Survey development and administration
Drawing from questions from the Health Information National Trends Survey (HINTS) [9], a national population-based survey administered by the National Cancer Institute (NCI), we added validated questions about health care access [10] and health literacy [11, 12] to create a local survey (see Additional file 1). We described the development and translation of the full survey and its administration in greater detail elsewhere [13]. Briefly, we administered the survey in the City and County of San Francisco in 2017. We used a community-based sampling approach to optimize survey recruitment from populations likely to have liver disease and who bear the burden of cancer disparities; specifically, we had prespecified targets for race/ethnicity (25% Black American) and language (50% English, 25% Spanish, 25% Chinese) [13]. We worked with San Francisco Cancer Initiative (SF CAN), a local collaborative ‘collective impact’ effort to reduce cancer burden in San Francisco [14], as well as several local community-based organizations to identify community events and popular community establishments at which to recruit participants. Participants included adults who were 18 to 75 years old, lived in San Francisco, and able to complete the survey in English, Spanish, or Chinese. Trained bilingual staff administered the survey in person in the participants’ preferred language (English, Spanish, or Chinese). Participants provided informed written consent. Consent was reviewed at the start of each participant survey. The University of California San Francisco Institutional Review Board approved this study (16–20,707). All methods were performed in accordance with relevant ethical guidelines and regulations of the Declaration of Helsinki.
Variables
The outcome of interest was self-reported prior HBV screening, defined as participants answering ‘Yes’ to the validated question: ‘Have you ever had a blood test to check for hepatitis B?’ We used the Health Behavior Framework (see Additional file 2) to identify a list of potential factors that could explain variations in HBV screening rates. The predictors of interest were race/ethnicity, language preference, and a usual place of care. Other variables included age, gender, education, English proficiency, health literacy, and insurance status.
Age (i.e. 18–34 as the reference category, 35–49, 50–64, and ≥ 65 years) and educational attainment (less than high school, high school or equivalent, some college/vocational training, and college graduate or higher as the reference category) were categorical variables. We collected disaggregated data on gender identity and race/ethnicity. For analysis purposes, we dichotomized gender (i.e. women as the reference category, and men) and categorized race/ethnicity (i.e. White as the reference category, Black, Asian, Latinx, and Other) rather than using disaggregated data because of small numbers in some groups.
Language preference was reported by the participant and was the language in which the participant completed the survey. If participants reported that they spoke English “not at all”, “poor”, or “not well” [15], English proficiency was defined as limited.
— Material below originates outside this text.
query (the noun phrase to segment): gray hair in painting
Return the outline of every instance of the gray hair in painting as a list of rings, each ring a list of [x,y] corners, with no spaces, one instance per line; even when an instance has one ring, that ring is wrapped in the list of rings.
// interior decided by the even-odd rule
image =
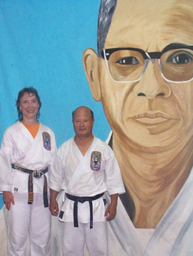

Health literacy was asked in reference to materials in participants’ preferred language. Health literacy was reported as limited if participants answered “sometimes”, “often”, or “always” to the question: “How often do you need to have someone help you when you read instructions, pamphlets, or other written material from your doctor or pharmacy?” [11] We decided to use this single-question self-report health literacy item as it has been validated against sentence-completion and vocabulary-based direct health literacy measures in English and Spanish [11, 12]. In addition, it has been used in multiple studies [16,17,18] instead of burdensome healthy literacy testing.
Statistical analyses
We calculated descriptive statistics for participants, including means and standard deviations for numeric variables and frequencies and percentages for categorical variables. We assessed differences between language groups using chi-squared tests for categorical variables. We computed weights using iterative proportional fitting (raking), a technique used for nonprobability samples that involves raking over a set of variables (age, gender, and race/ethnicity) iteratively, to reweight the cohort population to match the distribution of the reference population (San Francisco). Among respondents without missing data, we assessed the association between predictor variables and HBV screening using univariable logistic regressions. In addition, we analyzed the association between primary predictor variables (e.g., race/ethnicity, language preference, and a usual place of care) with HBV screening using multivariable logistic regression, adjusting for age, gender, education, English proficiency, health literacy, and insurance status. We determined no statistically significant collinearity or interaction between variables. Given the potential interaction between language preference and nativity, we conducted sensitivity analyses that evaluated models with both language preference and nativity, with each variable alone, and with both variables and their interaction. In these analyses, only language preference was significant, and therefore, our final model only included language preference. We assessed statistical significance at the p < 0.05 level for all tests. Stata 16 (College Station, TX) was used for data analysis [19].